3. Der Standpunkt der Rechtsbeschwerde vermag nicht zu überzeugen.
a) Zutreffend geht das Landgericht davon aus, daß das Schreiben eines Rechtsanwalts, durch das der Schuldner zur Vermeidung der Zwangsvollstreckung zur Zahlung aufgefordert wird, die Zwangsvollstreckung vorbereitet und deshalb eine 3/10 Vollstreckungsgebühr gemäß § 57 Abs. 1 BRAGO auslöst (vgl. KG JurBüro 1983, 242; von Eicken in Gerold/Schmidt/v. Eicken/Madert, BRAGO 15. Aufl. § 57 Rn. 16). Wie sich aus § 91 Abs. 2 Satz 4 ZPO ergibt, gilt dies auch für einen Rechtsanwalt, der als Gläubiger eine eigene Forderung vollstreckt (Madert in Gerold/Schmidt/v. Eicken/Madert, aaO § 1 Rn. 77). Das an jeden einzelnen der Gesamtschuldner gerichtete Schreiben vom 18. Juni 2002 ließ die Vollstreckungsgebühr jeweils anfallen, da es sich um mehrere Angelegenheiten im Sinne der §§ 57 Abs. 1, 58 BRAGO handelt (vgl. von Eicken, aaO § 58 Rn. 3; Riedel/Sußbauer/Keller, BRAGO 8. Aufl. § 58 Rn. 8, jeweils m.w.N.).
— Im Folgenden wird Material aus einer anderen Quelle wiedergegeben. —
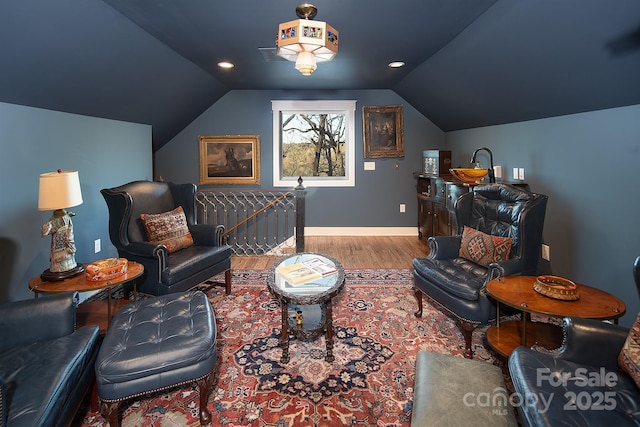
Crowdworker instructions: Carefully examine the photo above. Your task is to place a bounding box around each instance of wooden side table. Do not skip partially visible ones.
[29,261,144,335]
[267,252,344,363]
[487,276,627,357]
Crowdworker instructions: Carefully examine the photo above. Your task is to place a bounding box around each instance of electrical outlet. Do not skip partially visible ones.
[542,244,551,261]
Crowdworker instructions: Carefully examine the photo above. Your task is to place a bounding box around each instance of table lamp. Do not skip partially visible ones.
[38,169,84,281]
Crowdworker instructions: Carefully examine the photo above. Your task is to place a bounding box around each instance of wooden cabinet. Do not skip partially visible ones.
[414,173,469,239]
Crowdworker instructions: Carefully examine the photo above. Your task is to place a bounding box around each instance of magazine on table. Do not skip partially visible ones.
[276,258,338,287]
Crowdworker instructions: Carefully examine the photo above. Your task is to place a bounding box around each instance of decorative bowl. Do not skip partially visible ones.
[449,168,489,184]
[533,276,580,301]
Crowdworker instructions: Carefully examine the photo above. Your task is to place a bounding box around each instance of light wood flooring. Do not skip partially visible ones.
[231,236,428,269]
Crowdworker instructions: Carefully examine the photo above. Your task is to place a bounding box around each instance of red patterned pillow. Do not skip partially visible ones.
[460,226,511,267]
[618,314,640,387]
[140,206,193,253]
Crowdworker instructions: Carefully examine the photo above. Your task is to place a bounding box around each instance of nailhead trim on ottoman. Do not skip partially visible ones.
[95,291,216,427]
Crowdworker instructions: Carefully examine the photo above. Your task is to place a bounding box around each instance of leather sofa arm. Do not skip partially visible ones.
[0,292,79,353]
[427,236,462,259]
[536,317,629,370]
[122,242,168,259]
[489,257,524,280]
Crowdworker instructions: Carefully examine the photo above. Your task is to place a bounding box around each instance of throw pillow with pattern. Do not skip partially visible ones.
[460,226,512,267]
[140,206,193,253]
[618,314,640,387]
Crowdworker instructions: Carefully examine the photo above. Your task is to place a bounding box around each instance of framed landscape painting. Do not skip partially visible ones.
[199,135,260,185]
[362,105,404,158]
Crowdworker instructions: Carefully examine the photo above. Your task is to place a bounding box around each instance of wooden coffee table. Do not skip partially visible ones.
[267,253,344,363]
[487,276,627,357]
[29,261,144,335]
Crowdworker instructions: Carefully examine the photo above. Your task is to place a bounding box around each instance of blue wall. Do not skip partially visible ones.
[0,103,152,302]
[446,105,640,325]
[155,90,445,229]
[156,90,640,325]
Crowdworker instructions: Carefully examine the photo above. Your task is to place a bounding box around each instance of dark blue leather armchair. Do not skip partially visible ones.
[413,183,547,358]
[0,292,99,427]
[100,181,231,296]
[509,257,640,426]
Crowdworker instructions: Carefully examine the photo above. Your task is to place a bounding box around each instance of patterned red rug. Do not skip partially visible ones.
[77,270,496,427]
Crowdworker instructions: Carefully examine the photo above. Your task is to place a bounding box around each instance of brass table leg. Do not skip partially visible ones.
[280,302,289,363]
[325,301,335,362]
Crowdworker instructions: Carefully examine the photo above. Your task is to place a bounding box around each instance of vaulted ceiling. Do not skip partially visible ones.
[0,0,640,150]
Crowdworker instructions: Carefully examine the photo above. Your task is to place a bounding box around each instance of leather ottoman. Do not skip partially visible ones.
[411,351,518,427]
[95,291,216,427]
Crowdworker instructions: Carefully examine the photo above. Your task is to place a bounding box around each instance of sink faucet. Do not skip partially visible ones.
[471,147,496,183]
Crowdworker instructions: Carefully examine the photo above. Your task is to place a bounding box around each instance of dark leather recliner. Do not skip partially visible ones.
[100,181,231,296]
[413,183,548,358]
[509,257,640,426]
[0,292,100,427]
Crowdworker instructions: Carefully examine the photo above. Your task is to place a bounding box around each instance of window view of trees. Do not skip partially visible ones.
[282,113,346,177]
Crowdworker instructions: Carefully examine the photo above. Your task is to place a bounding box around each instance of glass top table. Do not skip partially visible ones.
[267,252,344,363]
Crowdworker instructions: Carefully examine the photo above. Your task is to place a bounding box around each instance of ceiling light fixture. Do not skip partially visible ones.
[276,3,338,76]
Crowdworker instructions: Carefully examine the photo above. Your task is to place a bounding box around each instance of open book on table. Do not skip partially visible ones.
[276,258,338,286]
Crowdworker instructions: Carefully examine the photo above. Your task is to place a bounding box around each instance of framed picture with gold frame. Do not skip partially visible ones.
[199,135,260,185]
[362,105,404,158]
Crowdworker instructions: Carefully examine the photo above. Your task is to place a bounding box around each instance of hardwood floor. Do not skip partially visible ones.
[231,236,428,269]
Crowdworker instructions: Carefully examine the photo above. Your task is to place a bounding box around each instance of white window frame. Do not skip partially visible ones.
[271,100,356,187]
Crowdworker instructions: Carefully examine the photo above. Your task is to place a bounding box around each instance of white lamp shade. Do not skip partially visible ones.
[296,51,316,76]
[38,170,82,211]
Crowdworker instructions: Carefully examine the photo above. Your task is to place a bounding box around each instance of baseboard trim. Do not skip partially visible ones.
[304,227,418,236]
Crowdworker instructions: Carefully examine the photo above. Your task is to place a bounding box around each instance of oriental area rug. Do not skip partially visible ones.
[74,269,498,427]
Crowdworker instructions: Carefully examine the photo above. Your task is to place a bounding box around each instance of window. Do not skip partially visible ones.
[271,101,356,187]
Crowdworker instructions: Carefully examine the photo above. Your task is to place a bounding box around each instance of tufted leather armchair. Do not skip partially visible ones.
[0,292,100,427]
[509,257,640,426]
[413,183,547,358]
[100,181,231,296]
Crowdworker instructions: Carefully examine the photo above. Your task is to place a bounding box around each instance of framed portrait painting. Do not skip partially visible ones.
[199,135,260,185]
[362,105,404,158]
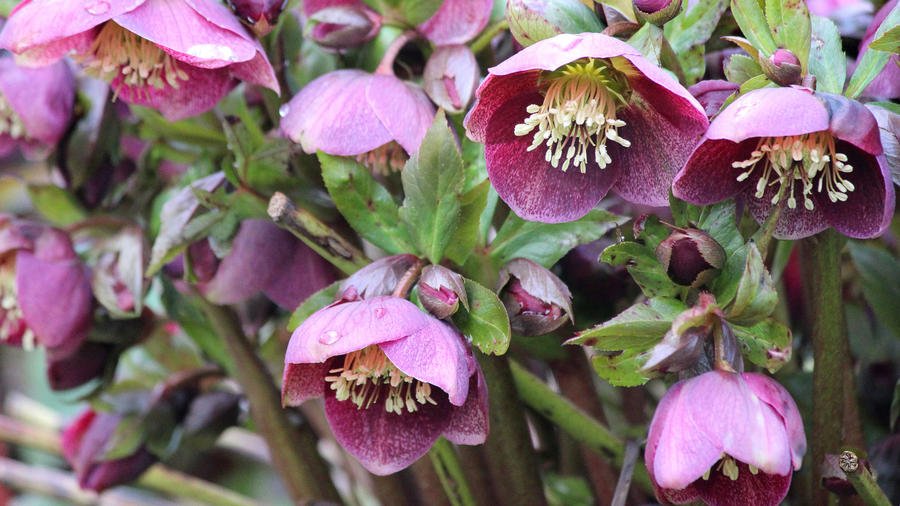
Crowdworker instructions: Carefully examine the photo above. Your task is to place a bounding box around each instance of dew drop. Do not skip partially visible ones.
[319,330,341,344]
b) Zu Recht hat das Beschwerdegericht die Zahlungsaufforderung mit Vollstreckungsandrohung zur zweckentsprechenden Rechtsverfolgung als notwendig im Sinne des § 788 Abs. 1 Satz 1 i.V.m. § 91 ZPO angesehen und deshalb die der Höhe nach unstreitige Gebühr von 22,43 € als erstattungsfähig bejaht.
Die Notwendigkeit von Vollstreckungshandlungen, die Kosten für den Schuldner auslösen, bestimmt sich nach dem Standpunkt des Gläubigers zum Zeitpunkt ihrer Vornahme. Wesentlich dabei ist, ob der Gläubiger bei verständiger Würdigung der Sachlage die Maßnahme zur Durchsetzung seines titulierten Anspruchs objektiv für erforderlich halten durfte, wobei dem Schuldner eine nach den jeweiligen Umständen angemessene Frist zur freiwilligen Leistung einzuräumen ist (vgl. MünchKomm-ZPO/Schmidt, 2. Aufl. § 788 Rn. 21; Zöller/Stöber, ZPO 23. Aufl. § 788 Rn. 9a m.w.Nachw.).
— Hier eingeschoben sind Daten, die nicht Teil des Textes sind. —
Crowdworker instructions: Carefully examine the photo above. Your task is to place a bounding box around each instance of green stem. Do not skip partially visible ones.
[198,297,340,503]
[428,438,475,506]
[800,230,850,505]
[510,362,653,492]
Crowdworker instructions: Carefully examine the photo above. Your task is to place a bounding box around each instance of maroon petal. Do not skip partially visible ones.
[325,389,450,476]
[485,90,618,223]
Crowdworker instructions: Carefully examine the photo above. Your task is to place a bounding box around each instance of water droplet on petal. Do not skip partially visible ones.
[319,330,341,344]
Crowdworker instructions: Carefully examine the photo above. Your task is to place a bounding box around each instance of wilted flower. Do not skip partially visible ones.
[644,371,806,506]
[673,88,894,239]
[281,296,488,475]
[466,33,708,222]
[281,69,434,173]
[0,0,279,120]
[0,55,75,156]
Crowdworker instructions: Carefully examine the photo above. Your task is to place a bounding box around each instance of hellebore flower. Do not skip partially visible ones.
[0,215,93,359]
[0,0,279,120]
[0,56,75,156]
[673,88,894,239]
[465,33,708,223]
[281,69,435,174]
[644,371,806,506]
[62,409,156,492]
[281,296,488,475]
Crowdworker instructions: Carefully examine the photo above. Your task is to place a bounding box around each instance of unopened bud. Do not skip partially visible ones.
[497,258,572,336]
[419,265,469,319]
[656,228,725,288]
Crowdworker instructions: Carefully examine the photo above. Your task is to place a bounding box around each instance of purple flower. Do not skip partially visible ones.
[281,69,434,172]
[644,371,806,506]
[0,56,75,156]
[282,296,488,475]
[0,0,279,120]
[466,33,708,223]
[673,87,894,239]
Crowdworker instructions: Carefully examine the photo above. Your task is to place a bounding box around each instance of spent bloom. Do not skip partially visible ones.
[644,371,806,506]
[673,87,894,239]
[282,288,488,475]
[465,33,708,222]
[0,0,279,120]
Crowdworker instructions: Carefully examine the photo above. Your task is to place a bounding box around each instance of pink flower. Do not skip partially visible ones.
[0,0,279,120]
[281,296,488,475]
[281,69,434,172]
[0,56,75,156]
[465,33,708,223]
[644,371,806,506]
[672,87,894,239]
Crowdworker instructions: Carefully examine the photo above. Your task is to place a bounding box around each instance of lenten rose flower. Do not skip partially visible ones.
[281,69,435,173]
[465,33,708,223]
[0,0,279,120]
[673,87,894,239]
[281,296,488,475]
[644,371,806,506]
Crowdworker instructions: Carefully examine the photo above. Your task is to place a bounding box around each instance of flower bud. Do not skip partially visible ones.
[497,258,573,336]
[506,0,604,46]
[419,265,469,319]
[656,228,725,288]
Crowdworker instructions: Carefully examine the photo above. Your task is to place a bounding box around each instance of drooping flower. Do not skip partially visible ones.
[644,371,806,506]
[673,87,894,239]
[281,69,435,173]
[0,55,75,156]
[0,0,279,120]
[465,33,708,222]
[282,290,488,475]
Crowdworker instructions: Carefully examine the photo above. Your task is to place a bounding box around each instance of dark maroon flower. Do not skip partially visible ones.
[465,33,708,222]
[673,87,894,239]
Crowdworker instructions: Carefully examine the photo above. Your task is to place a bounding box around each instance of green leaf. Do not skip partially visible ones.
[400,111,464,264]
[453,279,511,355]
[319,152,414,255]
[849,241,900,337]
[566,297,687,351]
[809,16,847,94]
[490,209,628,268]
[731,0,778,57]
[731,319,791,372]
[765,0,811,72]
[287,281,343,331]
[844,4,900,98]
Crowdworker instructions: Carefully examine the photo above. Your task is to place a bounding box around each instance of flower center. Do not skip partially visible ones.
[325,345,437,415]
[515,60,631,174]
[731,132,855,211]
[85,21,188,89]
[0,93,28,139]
Die durch eine Zahlungsaufforderung mit Vollstreckungsandrohung ausgelöste Vollstreckungsgebühr ist dann gemäß § 788 Abs. 1 Satz 1 i.V.m. § 91 ZPO erstattungsfähig, wenn der Gläubiger im Besitz einer vollstreckbaren Ausfertigung des Titels ist, die Fälligkeit der titulierten Forderung eingetreten ist und dem Schuldner eine angemessene Frist zur freiwilligen Erfüllung der Forderung eingeräumt war. Ob darüber hinaus auch die Zustellung der vollstreckbaren Ausfertigung an den Schuldner erforderlich ist, ab der erst die Wartefrist zu laufen beginnt, ist umstritten (vgl. bejahend: OLG München MDR 1989, 652; OLG Bremen JurBüro 1984, 298; OLG Düsseldorf, JurBüro 1981, 1028; verneinend: OLG Frankfurt JurBüro 1988, 786; OLG Köln JurBüro 1986, 1582; KG JurBüro 1983, 242; OLG Saarbrücken JurBüro 1982, 242).
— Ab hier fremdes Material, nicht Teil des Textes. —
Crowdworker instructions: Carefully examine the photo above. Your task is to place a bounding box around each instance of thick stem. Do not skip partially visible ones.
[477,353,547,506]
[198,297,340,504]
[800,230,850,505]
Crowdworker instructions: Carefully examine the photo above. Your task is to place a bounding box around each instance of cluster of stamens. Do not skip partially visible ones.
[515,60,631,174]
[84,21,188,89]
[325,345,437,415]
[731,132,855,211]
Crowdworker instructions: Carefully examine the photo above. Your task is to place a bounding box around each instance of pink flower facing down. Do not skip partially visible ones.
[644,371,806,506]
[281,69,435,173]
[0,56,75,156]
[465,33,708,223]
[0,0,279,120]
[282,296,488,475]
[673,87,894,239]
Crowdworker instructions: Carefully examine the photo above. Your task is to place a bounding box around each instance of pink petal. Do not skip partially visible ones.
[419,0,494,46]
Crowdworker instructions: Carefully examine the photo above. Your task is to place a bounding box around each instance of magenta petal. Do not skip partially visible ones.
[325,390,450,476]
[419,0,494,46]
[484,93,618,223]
Der Senat folgt der Meinung, der Erstattungsfähigkeit der anwaltlichen Vollstreckungsgebühr für eine an den Schuldner gerichtete Zahlungsaufforderung mit Vollstreckungsandrohung stehe nicht entgegen, daß der Rechtsanwalt nicht zuvor die Zustellung der vollstreckbaren Ausfertigung des Titels bewirkt hatte. Vielmehr ist sie bereits dann zu bejahen, wenn der Gläubiger eine vollstreckbare Ausfertigung im Besitz hat und dem Schuldner vor der anwaltlichen Zahlungsaufforderung ein den Umständen nach angemessener Zeitraum zur freiwilligen Erfüllung zur Verfügung stand (vgl. KG JurBüro 1983, 242; Zöller/Stöber, aaO § 788 Rn. 6). Denn auch die Kosten eines im Zeitpunkt der Zahlungsaufforderung an ihrer Stelle erteilten Vollstreckungsauftrages wären unter diesen Voraussetzungen als notwendig anzuerkennen, weil der Gläubiger den Gerichtsvollzieher gemäß § 750 Abs. 1 Satz 1 ZPO mit der Zustellung und der Pfändung gleichzeitig beauftragen kann und der Schuldner zusätzlich mit den dadurch entstehenden Kosten belastet wird. Demgegenüber stellt sich ein Zahlungsaufforderungsschreiben mit Vollstreckungsandrohung als eine den Schuldner schonendere Maßnahme dar (vgl. KG aaO).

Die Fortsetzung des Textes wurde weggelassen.